E por que falamos de tudo isso? Pois é neste momento que os universos de IA e Proteção de Dados se misturam. Se a Inteligência Artificial demanda grandes volumes de dados, e nós cidadãos, no uso de cada vez mais ferramentas e serviços digitais (ou digitalizados) produzimos cada vez mais dados a nosso respeito, isso quer dizer que a discussão sobre IA precisa necessariamente envolver Privacidade de Dados, correto? Pensemos… hoje já dispomos de aplicações muito funcionais de Inteligência Artificial nas ofertas de chatbots (aqueles robôs que nos atendem em canais de contato de várias empresas), nas soluções de IA para análise e score de crédito, na análise de imagem capaz de diagnosticar doenças precocemente, entre inúmeras outras possibilidades. Logo, podemos inferir que, quando falamos de IA, estamos falando de Dados Pessoais? Errado! Por mais que esses argumentos possam nos levar a acreditar que estes assuntos são intrínsecos, devemos ter em mente que o universo de aplicações de Inteligência Artificial transborda os limites da privacidade de dados.
Sim, há uma imensa oferta de serviços envolvendo Inteligência Artificial e Dados Pessoais, porém, existe um horizonte consideravelmente maior de aplicações de IA que sequer resvalam em dados pessoais. Veja alguns exemplos:
- No campo do Agronegócio, temos análises estatísticas que cruzam condições climáticas, de solo e uso de defensivos, entregando as melhores combinações para cada cenário e orientando a operação de máquinas de forma autônoma.
- No campo da Indústria, temos soluções que monitoram e predizem quando uma determinada máquina pode falhar, proporcionando a otimização de processos ao longo de toda a cadeia produtiva.
- A própria previsão do tempo, que lançando mão de dados históricos cruzados a fatos correntes se mostra cada vez mais assertiva.
Esses e inúmeros outros exemplos jogam luz ao fato de que a Inteligência Artificial e a Privacidade devem ser tratadas de forma independente. Não digo aqui que devemos isolá-las em silos, uma vez que obviamente há um ponto relevante de intersecção entre os dois assuntos – porém, devemos sempre ter em mente que ainda assim são assuntos distintos. Como a Inteligência Artificial é um assunto transversal, ou seja, que irá permear a atividade humana, não devemos relegá-la a uma discussão condicionada à privacidade. É consenso que nas aplicações dependentes de dados pessoais, profissionais de privacidade devem estar envolvidos (assim como em aplicações envolvendo energia elétrica ou construção civil, nas quais os engenheiros sempre devem tomar parte, ou em aplicações envolvendo estudo de leis, nas quais os advogados devam se posicionar).

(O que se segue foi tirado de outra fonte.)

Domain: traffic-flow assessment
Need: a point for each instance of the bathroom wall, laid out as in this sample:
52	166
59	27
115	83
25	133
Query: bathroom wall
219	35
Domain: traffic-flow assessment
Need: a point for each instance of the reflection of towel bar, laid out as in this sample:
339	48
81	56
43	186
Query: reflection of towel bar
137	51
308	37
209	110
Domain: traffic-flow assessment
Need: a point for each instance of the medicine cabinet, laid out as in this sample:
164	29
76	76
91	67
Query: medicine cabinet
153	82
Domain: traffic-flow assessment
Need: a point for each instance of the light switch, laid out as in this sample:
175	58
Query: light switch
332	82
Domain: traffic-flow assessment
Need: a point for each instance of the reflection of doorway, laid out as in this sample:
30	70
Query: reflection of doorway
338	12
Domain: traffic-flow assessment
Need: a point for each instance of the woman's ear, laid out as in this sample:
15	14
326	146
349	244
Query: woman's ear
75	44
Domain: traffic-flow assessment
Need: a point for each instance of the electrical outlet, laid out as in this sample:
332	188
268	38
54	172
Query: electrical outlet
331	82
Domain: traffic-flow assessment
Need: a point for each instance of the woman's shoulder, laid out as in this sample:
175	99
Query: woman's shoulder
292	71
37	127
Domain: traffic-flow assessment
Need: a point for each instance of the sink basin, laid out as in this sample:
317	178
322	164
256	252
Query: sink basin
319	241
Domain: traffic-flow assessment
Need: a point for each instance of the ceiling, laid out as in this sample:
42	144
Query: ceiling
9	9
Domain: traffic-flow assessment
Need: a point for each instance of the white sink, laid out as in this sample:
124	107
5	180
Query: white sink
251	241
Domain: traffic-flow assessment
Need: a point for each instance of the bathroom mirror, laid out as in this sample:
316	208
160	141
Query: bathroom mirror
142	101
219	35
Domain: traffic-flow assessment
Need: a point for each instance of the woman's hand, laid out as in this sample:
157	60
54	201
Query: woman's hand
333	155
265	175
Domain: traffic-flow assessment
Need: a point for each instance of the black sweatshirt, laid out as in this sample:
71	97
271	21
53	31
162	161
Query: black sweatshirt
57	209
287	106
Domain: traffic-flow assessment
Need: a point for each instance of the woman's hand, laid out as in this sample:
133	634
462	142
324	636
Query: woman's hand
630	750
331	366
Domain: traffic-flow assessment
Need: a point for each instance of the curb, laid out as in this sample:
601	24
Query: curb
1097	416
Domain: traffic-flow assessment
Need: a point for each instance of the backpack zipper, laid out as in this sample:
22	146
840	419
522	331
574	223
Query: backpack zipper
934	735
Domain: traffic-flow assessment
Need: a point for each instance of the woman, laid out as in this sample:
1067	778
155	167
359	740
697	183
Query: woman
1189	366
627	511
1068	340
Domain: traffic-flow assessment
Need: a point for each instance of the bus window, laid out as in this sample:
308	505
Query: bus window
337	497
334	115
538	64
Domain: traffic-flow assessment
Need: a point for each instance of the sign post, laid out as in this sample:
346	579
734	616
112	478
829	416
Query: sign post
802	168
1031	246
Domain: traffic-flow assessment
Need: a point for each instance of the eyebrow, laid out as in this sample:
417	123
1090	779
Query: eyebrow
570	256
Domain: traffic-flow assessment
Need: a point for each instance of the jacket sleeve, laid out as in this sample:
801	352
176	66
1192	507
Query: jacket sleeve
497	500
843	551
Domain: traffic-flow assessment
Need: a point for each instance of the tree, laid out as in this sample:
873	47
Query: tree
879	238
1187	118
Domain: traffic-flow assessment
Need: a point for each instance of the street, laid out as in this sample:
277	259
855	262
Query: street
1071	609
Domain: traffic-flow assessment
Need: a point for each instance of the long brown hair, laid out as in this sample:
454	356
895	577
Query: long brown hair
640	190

No futuro, vemos que todo profissional – independentemente do seu ramo de atuação – deverá ter algum domínio sobre Inteligência Artificial para melhor aplicá-la no seu dia a dia. Dessa forma, teremos um debate sadio sobre o uso e a aplicação de IA, sempre condicionada à cada ambiente onde esta se aplicar.
Carlos Eduardo Passerani Reolon é instrutor da ABES ACADEMY, setor de educação e formação continuada da Associação Brasileira das Empresas de Software, e Project Manager na IBM.